すると、耳を疑う言葉が私の動きを止める。
「実の父親を撃つというのか!?」
「おいおい、その実の息子を捨てたクセに今頃父親気取りか?」
「私を殺すと言う事は、妹から父を奪うという事だぞ! それでもお前はいいのか!?」
「アンタを殺すって事はしろちゃんの……暦の為にもなる」
「それはお前が決める事ではないだろう! それとも何か、腹違いの妹に情などないと?」
「少なくともアンタよりは暦の事を想っているよ、だから」
待ってー!
私は何の考えもなく部屋に飛び込む。
クロ君は目を見開いて驚き、パパはホッと息を吐いた。
「しろちゃん……ッ!」
「クロ君、なんで」
「……」
クロ君はパパに向けて構えている銃を下ろそうとはせず、沈黙する。
「暦、はやく人を呼べ!」
「クロ君!」
「ぜんぶ、全部君の為なんだよ!」
「じゃあ何で話してくれなかったの!」
「この事が公になれば君が一番困るんだよ!? それくらい分かるだろう!」
「そんな事を言ってるんじゃないの! 何で私に本当の事を話してくれなったの」
「言えるわけないだろう、僕はもう真っ黒な人間なんだ。
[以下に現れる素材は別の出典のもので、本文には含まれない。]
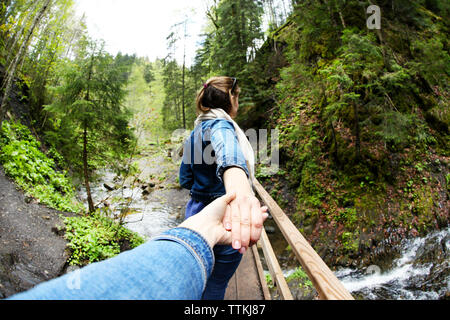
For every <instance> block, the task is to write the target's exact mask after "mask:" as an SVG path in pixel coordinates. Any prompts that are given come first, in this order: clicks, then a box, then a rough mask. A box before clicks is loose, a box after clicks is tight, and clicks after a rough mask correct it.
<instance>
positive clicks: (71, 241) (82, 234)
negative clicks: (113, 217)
mask: <svg viewBox="0 0 450 320" xmlns="http://www.w3.org/2000/svg"><path fill="white" fill-rule="evenodd" d="M64 223H65V238H66V239H67V240H68V241H69V244H68V247H69V249H70V252H71V255H70V258H69V263H70V264H71V265H80V266H83V265H87V264H89V263H92V262H96V261H101V260H104V259H108V258H112V257H114V256H116V255H118V254H119V253H120V252H122V251H123V248H124V247H125V248H126V249H133V248H135V247H137V246H139V245H141V244H142V243H144V239H142V237H140V236H139V235H137V234H136V233H134V232H131V231H130V230H128V229H126V228H124V227H123V226H121V225H119V224H118V223H116V222H115V221H114V220H113V219H111V218H108V217H106V216H105V215H104V214H103V213H102V212H101V210H97V211H96V212H95V213H94V214H91V215H89V216H83V217H68V218H65V219H64Z"/></svg>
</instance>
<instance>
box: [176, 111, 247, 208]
mask: <svg viewBox="0 0 450 320" xmlns="http://www.w3.org/2000/svg"><path fill="white" fill-rule="evenodd" d="M230 167H239V168H241V169H243V170H244V171H245V173H246V174H247V176H249V173H248V168H247V165H246V162H245V157H244V155H243V153H242V151H241V148H240V146H239V142H238V139H237V136H236V132H235V130H234V126H233V124H232V123H231V122H230V121H228V120H226V119H214V120H206V121H203V122H202V123H201V124H199V125H197V126H196V127H195V129H194V130H193V131H192V133H191V135H190V137H189V138H188V139H187V140H186V142H185V145H184V151H183V160H182V162H181V166H180V177H179V178H180V185H181V186H182V187H183V188H185V189H189V190H190V191H191V192H190V194H191V197H192V198H193V199H194V200H196V201H200V202H203V203H206V204H208V203H210V202H211V201H213V200H214V199H216V198H218V197H220V196H222V195H224V194H225V193H226V191H225V186H224V184H223V173H224V172H225V170H226V169H228V168H230Z"/></svg>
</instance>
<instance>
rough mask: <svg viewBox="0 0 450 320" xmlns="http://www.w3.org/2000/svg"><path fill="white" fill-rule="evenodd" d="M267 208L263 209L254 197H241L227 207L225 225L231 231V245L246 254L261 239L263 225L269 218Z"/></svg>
mask: <svg viewBox="0 0 450 320" xmlns="http://www.w3.org/2000/svg"><path fill="white" fill-rule="evenodd" d="M267 216H268V214H267V207H261V205H260V203H259V200H258V199H257V198H256V197H255V196H253V195H240V196H237V197H236V198H235V199H234V200H232V201H231V202H230V204H229V205H228V206H227V209H226V212H225V216H224V219H223V224H224V226H225V229H226V230H228V231H231V239H232V242H231V245H232V246H233V248H234V249H236V250H239V252H240V253H242V254H243V253H244V252H245V251H246V250H247V249H248V247H251V246H253V245H254V244H256V243H257V242H258V240H259V238H260V237H261V232H262V228H263V223H264V221H265V219H266V218H267Z"/></svg>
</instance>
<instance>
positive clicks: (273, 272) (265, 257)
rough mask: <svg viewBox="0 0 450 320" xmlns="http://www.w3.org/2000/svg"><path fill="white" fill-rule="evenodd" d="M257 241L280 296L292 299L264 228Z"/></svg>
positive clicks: (270, 273)
mask: <svg viewBox="0 0 450 320" xmlns="http://www.w3.org/2000/svg"><path fill="white" fill-rule="evenodd" d="M259 241H261V247H262V249H263V252H264V257H265V258H266V264H267V267H269V272H270V274H271V275H272V279H273V281H274V282H275V283H276V284H277V289H278V291H279V292H280V295H281V297H282V298H283V300H294V297H292V293H291V290H290V289H289V286H288V284H287V282H286V279H285V278H284V275H283V271H281V267H280V264H279V263H278V259H277V257H276V255H275V252H273V249H272V245H271V244H270V241H269V238H268V237H267V233H266V230H265V229H264V228H263V230H262V232H261V238H260V240H259Z"/></svg>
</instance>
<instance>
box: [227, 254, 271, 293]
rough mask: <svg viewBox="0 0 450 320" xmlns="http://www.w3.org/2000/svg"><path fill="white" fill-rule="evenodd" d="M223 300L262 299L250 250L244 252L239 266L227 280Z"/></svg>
mask: <svg viewBox="0 0 450 320" xmlns="http://www.w3.org/2000/svg"><path fill="white" fill-rule="evenodd" d="M225 300H264V292H263V290H262V287H261V281H260V279H259V277H258V270H257V266H256V260H255V257H254V253H253V251H252V250H247V251H246V252H245V254H244V256H243V257H242V261H241V263H240V264H239V267H238V268H237V270H236V272H235V273H234V275H233V277H232V278H231V279H230V281H229V282H228V287H227V290H226V291H225Z"/></svg>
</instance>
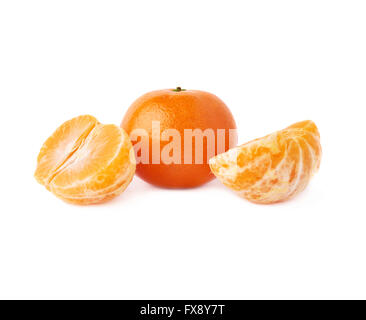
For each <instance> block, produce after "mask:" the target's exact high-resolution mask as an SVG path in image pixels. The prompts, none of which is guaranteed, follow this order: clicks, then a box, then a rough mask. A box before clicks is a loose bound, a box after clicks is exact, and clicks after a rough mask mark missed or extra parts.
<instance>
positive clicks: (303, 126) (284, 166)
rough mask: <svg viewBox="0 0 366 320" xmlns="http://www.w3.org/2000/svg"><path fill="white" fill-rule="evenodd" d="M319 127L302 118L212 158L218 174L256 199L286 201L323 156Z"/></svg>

そんな兄なんて君はいらないだろ」
「……そんなことない、今までクロ君と過して大変だったけど、楽しかった」
私は笑顔でそう言った。
クロ君とパパはそれこそ世界の終わりでも見たかのような驚きを浮かべた。
「パパ」
「な、なんだ」
「私、家を出ます」
「何を言う! ここを出てどこに住もうというんだ!」
「チェスで私は助手として働いてるの! だからここを出ます」
「くっ、暦! 私に逆らうとっ」
ドンッ!
パパの言葉をクロ君は一発の銃弾で遮る。
「暦も羽ばたく時が来たんだよ、いい加減分かれよ?」
こうして波乱の時は過ぎ、翌日私とクロ君は一日掛けて話し込み、私はお仕置きとして、
『クロ君』という呼び方から一週間『お兄ちゃん』と呼ぶ事にした。
そして、私とお兄ちゃんと愛祢ちゃんの日々は続く。
急展開完結!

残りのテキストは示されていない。